Malik Haleem Swinton, 38, of Las Vegas, was deployed to Germany with the US Army and sustained injuries while in Bosnia and Kosovo, from jumping out of vehicles and helicopters. He also suffered psychological and emotional wounds that he can’t speak about because of their classified nature.

Malik left the military in 2001, and enrolled at the University of Oklahoma, where he began having mood swings, insomnia and attitude problems. He thought about suicide. Yet he didn’t connect his state of mind with his military service until 2004, when he sought medical help. He resisted doctors’ diagnoses until 2012, when he sought treatment at a VA hospital, and — to his relief — learned that his records would be kept confidential.

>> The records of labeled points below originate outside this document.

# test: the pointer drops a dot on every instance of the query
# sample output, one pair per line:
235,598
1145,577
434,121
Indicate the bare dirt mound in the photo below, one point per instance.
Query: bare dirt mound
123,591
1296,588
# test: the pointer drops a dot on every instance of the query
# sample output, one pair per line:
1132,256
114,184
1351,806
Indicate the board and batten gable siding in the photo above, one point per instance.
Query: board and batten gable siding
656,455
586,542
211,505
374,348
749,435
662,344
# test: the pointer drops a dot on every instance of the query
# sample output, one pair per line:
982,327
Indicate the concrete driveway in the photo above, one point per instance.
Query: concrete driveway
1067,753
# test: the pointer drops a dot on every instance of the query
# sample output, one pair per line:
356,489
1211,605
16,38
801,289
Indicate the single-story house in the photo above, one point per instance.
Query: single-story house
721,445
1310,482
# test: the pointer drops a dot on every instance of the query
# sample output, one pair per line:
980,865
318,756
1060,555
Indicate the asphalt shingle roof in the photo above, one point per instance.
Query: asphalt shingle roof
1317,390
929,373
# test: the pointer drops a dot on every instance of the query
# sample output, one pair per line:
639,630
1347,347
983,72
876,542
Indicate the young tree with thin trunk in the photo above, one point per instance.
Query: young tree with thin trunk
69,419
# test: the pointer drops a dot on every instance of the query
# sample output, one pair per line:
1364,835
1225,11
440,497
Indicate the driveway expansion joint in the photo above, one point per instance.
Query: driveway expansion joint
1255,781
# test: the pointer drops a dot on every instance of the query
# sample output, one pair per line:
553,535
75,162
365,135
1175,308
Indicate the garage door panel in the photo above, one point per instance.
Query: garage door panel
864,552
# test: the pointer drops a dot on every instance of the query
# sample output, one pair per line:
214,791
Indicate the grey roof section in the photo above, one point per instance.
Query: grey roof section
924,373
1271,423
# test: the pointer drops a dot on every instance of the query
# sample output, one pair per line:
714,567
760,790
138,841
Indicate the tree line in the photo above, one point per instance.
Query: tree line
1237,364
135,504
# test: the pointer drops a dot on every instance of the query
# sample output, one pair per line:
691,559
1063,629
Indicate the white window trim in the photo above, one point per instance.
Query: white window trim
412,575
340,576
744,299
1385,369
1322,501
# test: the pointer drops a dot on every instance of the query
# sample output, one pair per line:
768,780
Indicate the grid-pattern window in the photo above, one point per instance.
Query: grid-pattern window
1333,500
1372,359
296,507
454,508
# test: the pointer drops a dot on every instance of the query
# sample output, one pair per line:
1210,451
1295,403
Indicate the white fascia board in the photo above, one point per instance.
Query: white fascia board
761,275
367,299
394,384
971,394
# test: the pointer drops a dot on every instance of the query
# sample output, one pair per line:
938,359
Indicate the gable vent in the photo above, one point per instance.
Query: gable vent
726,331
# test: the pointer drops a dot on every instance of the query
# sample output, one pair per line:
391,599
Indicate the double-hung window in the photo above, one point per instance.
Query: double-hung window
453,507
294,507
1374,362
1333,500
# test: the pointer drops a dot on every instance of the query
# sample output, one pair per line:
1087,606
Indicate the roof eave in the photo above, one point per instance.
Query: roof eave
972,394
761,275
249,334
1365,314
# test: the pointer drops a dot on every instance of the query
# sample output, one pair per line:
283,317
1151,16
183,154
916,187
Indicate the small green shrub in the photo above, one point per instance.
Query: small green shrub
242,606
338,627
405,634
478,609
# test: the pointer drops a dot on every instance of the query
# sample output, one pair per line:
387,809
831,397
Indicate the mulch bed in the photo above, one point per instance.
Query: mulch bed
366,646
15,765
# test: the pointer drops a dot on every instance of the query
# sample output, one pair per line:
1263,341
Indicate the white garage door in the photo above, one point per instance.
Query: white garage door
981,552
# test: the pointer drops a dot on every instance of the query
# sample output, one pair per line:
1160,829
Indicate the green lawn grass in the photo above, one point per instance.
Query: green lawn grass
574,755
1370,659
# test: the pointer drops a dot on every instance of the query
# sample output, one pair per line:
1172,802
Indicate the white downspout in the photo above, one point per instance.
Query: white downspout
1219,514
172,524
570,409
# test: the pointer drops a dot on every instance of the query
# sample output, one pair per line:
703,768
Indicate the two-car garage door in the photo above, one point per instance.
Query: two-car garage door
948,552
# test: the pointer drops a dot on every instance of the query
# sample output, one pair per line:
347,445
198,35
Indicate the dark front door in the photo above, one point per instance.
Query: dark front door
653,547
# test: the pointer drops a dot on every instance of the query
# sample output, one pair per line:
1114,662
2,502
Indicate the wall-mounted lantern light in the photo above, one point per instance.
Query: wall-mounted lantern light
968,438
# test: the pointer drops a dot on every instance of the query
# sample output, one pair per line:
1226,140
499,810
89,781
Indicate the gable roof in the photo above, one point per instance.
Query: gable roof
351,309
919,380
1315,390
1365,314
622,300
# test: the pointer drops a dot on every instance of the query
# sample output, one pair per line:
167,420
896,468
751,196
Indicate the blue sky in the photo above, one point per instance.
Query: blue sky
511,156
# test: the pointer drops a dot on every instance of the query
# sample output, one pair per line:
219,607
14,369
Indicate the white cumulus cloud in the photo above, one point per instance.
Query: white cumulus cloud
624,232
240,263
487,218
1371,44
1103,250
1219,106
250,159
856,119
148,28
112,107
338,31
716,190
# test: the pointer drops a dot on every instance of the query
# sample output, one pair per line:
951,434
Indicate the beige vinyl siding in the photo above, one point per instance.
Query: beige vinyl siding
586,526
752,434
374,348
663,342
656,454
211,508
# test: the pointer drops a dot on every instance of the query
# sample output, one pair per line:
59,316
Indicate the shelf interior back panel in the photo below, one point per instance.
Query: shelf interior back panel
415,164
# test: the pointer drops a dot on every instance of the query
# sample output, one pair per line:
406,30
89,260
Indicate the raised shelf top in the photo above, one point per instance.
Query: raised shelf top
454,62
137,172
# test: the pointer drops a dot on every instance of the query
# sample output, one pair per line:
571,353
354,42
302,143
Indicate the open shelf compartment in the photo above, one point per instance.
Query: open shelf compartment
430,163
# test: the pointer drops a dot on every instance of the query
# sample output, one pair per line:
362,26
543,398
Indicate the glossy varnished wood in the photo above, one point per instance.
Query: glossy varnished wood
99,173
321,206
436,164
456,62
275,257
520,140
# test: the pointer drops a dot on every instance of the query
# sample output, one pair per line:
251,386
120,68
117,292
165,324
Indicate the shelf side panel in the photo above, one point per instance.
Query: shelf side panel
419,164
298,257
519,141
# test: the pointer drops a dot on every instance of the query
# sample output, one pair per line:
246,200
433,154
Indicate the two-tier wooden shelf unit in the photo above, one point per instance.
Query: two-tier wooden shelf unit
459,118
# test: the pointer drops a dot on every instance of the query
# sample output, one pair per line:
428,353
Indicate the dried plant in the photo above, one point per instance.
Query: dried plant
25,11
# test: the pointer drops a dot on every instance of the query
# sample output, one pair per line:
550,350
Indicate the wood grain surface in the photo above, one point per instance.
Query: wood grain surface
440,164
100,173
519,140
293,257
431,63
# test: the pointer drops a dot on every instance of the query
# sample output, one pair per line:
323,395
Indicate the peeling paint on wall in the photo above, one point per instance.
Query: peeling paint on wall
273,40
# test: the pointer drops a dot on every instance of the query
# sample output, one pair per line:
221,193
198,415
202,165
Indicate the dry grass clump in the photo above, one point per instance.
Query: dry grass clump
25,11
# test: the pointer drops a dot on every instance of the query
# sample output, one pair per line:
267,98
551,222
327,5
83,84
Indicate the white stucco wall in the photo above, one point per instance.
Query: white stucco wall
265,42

It took Malik two years to apply and be accepted to Heroes to Heroes, but he believes that the wait was worth it.

“Now, finally, I can talk to people who have had experiences similar to mine, people who don’t judge me and who offer camaraderie and fellowship,” he says.

Edwin Henderson, 36, of Houston, Texas, was deployed to Iraq with the US Army. He says that his physical injuries were minor compared to the psychological issues he suffered. Among other things, he saw a good friend get shot in the head, and another lose his leg.

“Certain images have stayed with me and continue to haunt me,” he says.

Edwin thought of suicide, and came to feel that he had lost his relationship with God. Now, the former Bible student who once aspired to be a minister, says that the Heroes to Heroes trip to Israel has “awakened a recharge in me. It’s like God saying, ‘Look, I created you for something more than what you think you were put on this Earth for.’ I’m still on a journey of trying to figure out what it is I’m supposed to be doing, but being [in Israel] brings me back to when I was in school, to before Iraq.”